The novel had a strong start that May, with robust orders from independent stores, Target and Barnes & Noble. It got a boost when Jenna Bush selected it for her “Read with Jenna” book club, which led to an appearance by Van Pelt on the “Today” show. It was an Indie Next List pick, a compilation of anticipated new books put out by independent bookstores, and it hit the New York Times best-seller list in its first week of publication. The attention was thrilling and nerve-racking for Van Pelt, who had been a stay-at-home mother and was unaccustomed to making public appearances.
Shortly after its release, the momentum died down. The novel fell off the Times list after a week, and sales mostly stagnated over the summer.
Months later, in the approach to the holidays, it landed on several “best of 2022” lists, and demand began to pick up again. It became a favorite among book clubs, and Van Pelt did events with hundreds of book clubs, bookstores and literary festivals. So far this year, it has sold more than 1.1 million copies, more than triple its sales of 300,000 in 2022.
Daniel Goldin, who works at Boswell Book Company in Milwaukee, said “Remarkably Bright Creatures” was an in-store favorite that he and other staff regularly recommended to customers. But he knew the book was evergreen when, a year after its release, people kept coming into the store asking for it.

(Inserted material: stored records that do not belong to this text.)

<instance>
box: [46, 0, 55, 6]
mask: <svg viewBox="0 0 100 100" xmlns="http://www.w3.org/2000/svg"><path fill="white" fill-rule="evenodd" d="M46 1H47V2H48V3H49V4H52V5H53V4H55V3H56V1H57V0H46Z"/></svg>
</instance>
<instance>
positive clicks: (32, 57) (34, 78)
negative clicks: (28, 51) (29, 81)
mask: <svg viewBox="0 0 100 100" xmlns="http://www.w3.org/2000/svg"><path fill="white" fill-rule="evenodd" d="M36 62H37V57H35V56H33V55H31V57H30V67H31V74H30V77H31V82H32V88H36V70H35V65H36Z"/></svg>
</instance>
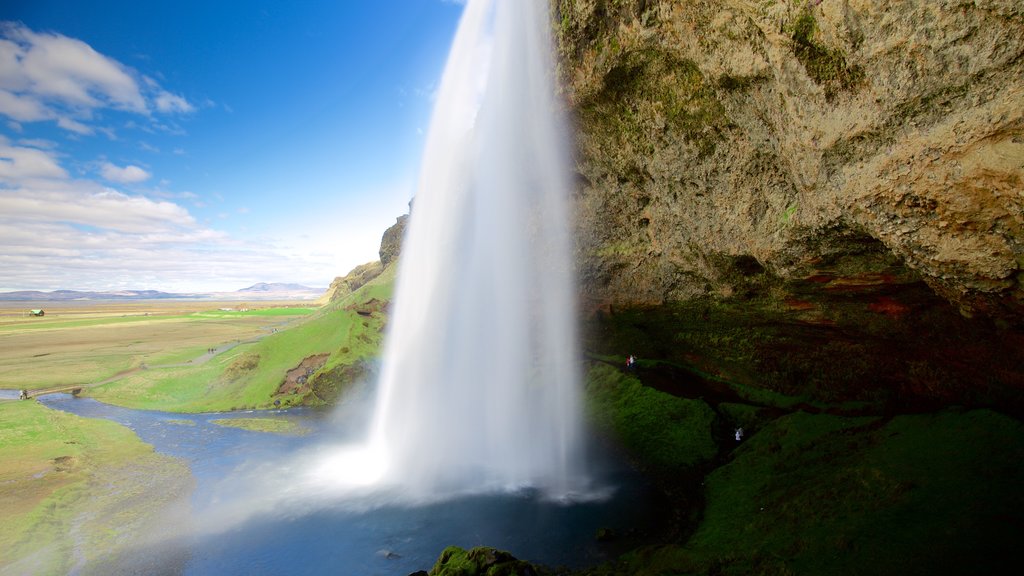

“You’re always looking for a book that sells well enough that your customers start selling it to each other, and that’s what is happening with this book,” he said. “Sometimes it reaches escape velocity.”
Hardcover sales have been so strong that Ecco has put off issuing a paperback edition, which is now tentatively scheduled for the winter of 2025. Booksellers expect that “Remarkably Bright Creatures” will have another sales spike when the paperback is released and if a screen adaptation is made (a movie is currently in development with Anonymous Content and Clubhouse Pictures).
In the meantime, Van Pelt, who lives outside of Chicago, has continued to give talks and meet with book clubs and readers. Often, when she makes a visit to a bookstore or library for an appearance, she is told that readers have been clamoring for “that octopus book.”
“I should have called it ‘that octopus book’,” Van Pelt said. “That would have been a better title.”